JudikaturJustiz4Ob559/69

4Ob559/69 – OGH Entscheidung

Entscheidung
08. Juli 1969

Kopf

SZ 42/108

Spruch

Bei einer Bauführung auf fremden Grund teils mit eigenen, teils mit Materialien des Gründeigentümers, fällt dem Gründeigentümer das auf seinem Grund errichtete Gebäude zu.

Entscheidung vom 8. Juli 1969, 4 Ob 559/69.

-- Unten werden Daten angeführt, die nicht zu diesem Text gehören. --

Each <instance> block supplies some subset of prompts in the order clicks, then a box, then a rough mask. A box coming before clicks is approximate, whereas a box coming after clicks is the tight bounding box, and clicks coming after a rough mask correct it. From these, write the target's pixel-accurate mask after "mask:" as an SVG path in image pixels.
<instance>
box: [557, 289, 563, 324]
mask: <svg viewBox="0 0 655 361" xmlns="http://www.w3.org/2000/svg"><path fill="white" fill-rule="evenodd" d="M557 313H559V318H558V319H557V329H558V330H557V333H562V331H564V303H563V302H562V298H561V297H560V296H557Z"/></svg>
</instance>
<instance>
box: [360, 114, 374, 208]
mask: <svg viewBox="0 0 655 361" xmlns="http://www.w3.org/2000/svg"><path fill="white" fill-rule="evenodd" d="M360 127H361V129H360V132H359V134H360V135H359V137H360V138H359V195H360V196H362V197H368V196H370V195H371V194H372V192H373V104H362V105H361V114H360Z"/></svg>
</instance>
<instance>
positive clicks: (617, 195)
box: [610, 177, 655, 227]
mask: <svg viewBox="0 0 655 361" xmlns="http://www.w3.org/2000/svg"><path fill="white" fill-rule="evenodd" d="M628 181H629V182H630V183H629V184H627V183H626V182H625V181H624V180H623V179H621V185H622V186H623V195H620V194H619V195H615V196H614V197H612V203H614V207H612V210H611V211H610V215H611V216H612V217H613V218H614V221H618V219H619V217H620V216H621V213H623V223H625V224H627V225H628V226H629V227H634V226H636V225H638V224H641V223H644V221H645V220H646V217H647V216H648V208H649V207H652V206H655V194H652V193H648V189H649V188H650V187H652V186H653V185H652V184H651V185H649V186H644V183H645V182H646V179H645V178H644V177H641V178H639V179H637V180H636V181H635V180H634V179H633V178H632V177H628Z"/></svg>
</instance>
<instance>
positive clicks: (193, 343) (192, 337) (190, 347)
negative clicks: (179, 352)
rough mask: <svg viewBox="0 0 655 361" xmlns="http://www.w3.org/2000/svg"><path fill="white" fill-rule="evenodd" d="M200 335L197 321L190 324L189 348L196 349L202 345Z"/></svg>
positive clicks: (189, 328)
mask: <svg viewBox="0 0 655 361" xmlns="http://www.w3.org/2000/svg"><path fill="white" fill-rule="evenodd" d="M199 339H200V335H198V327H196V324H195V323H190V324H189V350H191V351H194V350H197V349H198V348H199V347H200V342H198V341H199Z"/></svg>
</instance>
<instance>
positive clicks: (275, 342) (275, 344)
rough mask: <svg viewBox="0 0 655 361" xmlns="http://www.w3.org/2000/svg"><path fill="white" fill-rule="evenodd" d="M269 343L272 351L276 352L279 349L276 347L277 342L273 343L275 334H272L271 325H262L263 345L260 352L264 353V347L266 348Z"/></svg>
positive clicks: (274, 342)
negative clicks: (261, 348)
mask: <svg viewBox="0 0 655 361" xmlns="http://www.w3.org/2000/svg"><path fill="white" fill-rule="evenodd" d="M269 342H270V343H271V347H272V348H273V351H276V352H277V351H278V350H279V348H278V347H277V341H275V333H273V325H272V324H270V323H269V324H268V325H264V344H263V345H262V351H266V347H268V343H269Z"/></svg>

I. Instanz: Kreisgericht St. Pölten; II. Instanz: Oberlandesgericht Wien.

Text

Der Kläger ist der Sohn der Beklagten. Er behauptet, im Jahre 1960 auf dem den Beklagten gehörigen Grundstück Nr. 278/3 Baufläche inneliegend in EZ. 28 des Grundbuchs der Katastralgemeinde R. im Ausmaß von 234 m2 mit Wissen und Willen der Beklagten als Bauführer ein Einfamilienhaus errichtet zu haben. Es sei vorgesehen gewesen, daß das Gründeigentum nach Fertigstellung des Hauses an den Kläger übertragen werde. Die Beklagten hätten dann aber im Jahre 1965 behauptet, daß das Haus ihnen gehöre. Sie verweigerten die Übertragung des Eigentums am Grundstück an den Kläger. Er begehrt die Verurteilung der Beklagten, Zug um Zug gegen Bezahlung eines Betrages von 15.210 S einzuwilligen, daß das Grundstück Nr. 278/3 lastenfrei vom Gutsbestand der Liegenschaft EZ. 28 des Grundbuchs der Katastralgemeinde R. abgeschrieben, für dasselbe eine neue Grundbuchseinlage im selben Grundbuch eröffnet und ob derselben das Eigentumsrecht für ihn einverleibt werde. Dazu brachte er in der Klage noch vor: "Um nun von den Beklagten ja nichts Unbilliges zu verlangen, stütze ich mein Klagebegehren auf § 418 letzter Satz ABGB. und bin bereit, den Beklagten den gemeinen Wert für das Grundstück, auf dem das Haus errichtet wurde, zu ersetzen".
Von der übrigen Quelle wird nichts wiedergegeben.